Making Covid-19 drugs and vaccines available, affordable and accessible to all, globally:
Again, this seems to be an equally tough call for most drug players, as has been happening, generally. But Covid-19 drugs and vaccines are just not for saving life, these are also intimately related directly to the livelihood of a very large global population, especially in the developing nations, like India. Therefore, ‘Coronavirus vaccine should be for everyone, not just those who can afford it,’ as articulated in the article, published in the STAT news on March 05, 2020.
This apprehension arises among many in the United States, as well. Mainly because, as reported in the above article, vaccine coming out of the two vaccine development projects funded by the U.S. government, one by Sanofi and another by Johnson & Johnson, may not be affordable to all Americans.
Further, quite a number of countries in the world lack resources, infrastructure, and health care personnel to detect the virus and prevent it from spreading quickly and easily among populations. In which case, without drugs and vaccines, the number of cases is likely to grow exponentially, putting stress on already burdened health care workers and facilities. Consequently, it will make harder to provide timely care for those who are ill. Thus, vaccines will be an important tool for preventing such a catastrophe.

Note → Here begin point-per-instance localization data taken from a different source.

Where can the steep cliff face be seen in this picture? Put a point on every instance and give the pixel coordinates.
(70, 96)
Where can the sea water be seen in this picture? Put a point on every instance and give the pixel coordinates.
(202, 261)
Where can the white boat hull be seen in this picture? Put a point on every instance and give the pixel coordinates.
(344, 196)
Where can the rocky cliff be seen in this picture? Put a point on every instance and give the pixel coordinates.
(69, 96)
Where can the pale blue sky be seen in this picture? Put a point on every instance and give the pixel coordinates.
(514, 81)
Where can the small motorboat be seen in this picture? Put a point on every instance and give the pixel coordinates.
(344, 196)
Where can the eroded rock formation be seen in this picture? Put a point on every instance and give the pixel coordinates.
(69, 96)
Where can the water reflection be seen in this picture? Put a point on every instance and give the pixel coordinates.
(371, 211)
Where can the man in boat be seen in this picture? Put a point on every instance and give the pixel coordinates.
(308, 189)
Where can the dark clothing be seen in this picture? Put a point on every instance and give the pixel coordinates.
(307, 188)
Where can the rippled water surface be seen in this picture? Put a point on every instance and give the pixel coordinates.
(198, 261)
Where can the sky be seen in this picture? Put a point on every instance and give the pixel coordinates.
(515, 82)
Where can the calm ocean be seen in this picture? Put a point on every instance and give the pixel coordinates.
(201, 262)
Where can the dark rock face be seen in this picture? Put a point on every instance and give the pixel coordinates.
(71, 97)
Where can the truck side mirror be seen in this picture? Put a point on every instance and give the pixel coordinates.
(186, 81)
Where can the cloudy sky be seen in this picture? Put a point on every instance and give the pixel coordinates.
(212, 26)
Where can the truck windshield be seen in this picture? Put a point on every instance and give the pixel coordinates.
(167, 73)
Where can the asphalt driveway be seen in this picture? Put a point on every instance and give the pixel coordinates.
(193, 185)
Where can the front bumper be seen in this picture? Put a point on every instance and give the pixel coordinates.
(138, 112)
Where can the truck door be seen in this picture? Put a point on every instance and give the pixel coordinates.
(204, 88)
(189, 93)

For those with resources – ‘rich countries and rich people,’ a Covid-19 vaccine will certainly be valuable to save lives. However, for most people in all countries, including India, it may be essential for the livelihood, as well. Without it, they will suffer disproportionately and unnecessarily, the article concluded. Thus, in this hour of multiple crisis of global dimension, the drug players are expected to come forward, making these drugs and vaccines available, affordable and accessible to all, globally – a task where they can deliver the best, compared to others.
Amid ‘Lockdown.4’ in India, as on May 24, 2020 morning, the recorded Coronavirus cases have mounted to 131,920 with 3,869 deaths. By the way, on the same day, the most populated country in the world – China, where Covid-19 struck first in December 2019, records 82,974 cases with 4634 deaths, so far.

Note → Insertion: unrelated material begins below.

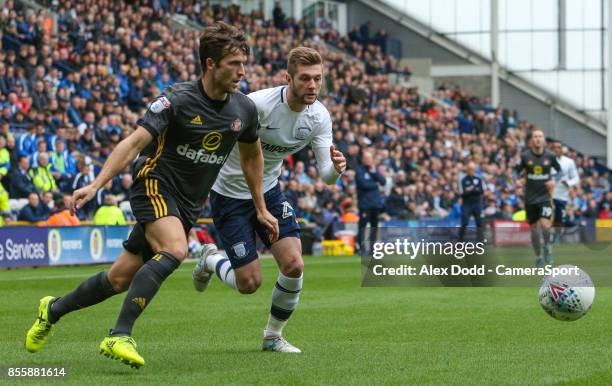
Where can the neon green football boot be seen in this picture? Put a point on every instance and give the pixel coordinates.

That apart, Covid-19 is a very special situation for all countries, probably more than what happened during the 1918 Spanish flu pandemic, for several reasons. Comparing these two pandemics, especially during the lockdown period, has been common. Due to this pandemic, as many as 675,000 people, reportedly died only in America, many of them were previously healthy young adults. Almost similar situation is on the horizon with the Covid-19 pandemic.

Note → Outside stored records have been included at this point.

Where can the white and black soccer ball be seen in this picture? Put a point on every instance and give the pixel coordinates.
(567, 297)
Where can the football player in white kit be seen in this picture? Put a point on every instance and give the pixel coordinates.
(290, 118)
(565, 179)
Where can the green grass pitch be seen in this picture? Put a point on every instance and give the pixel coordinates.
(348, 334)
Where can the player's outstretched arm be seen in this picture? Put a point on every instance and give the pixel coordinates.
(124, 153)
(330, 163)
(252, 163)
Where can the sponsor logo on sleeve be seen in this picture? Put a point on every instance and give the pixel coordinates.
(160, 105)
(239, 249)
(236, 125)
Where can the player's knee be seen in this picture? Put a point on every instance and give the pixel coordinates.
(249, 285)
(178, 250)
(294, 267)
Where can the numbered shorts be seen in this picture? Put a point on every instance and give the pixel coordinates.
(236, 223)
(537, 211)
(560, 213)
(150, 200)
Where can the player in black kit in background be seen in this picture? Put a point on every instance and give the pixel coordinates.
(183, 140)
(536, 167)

Agreed, that the overall healthcare infrastructure and global scientific resources to combat these two pandemics may not be comparable. But even in the context of the 21st century, this is a very critical global situation, for both – saving life and also the livelihood. Thus, for pharma and biotech companies ‘this is not a time to make money’, as the chief executive officer of Serum Institute of India, which is helping produce a vaccine for Covid-19 developed by Oxford, puts it succinctly. Be that as it may, the answer to the two questions that I started with, still remains elusive.
By: Tapan J. Ray
Disclaimer: The views/opinions expressed in this article are entirely my own, written in my individual and personal capacity. I do not represent any other person or organization for this opinion.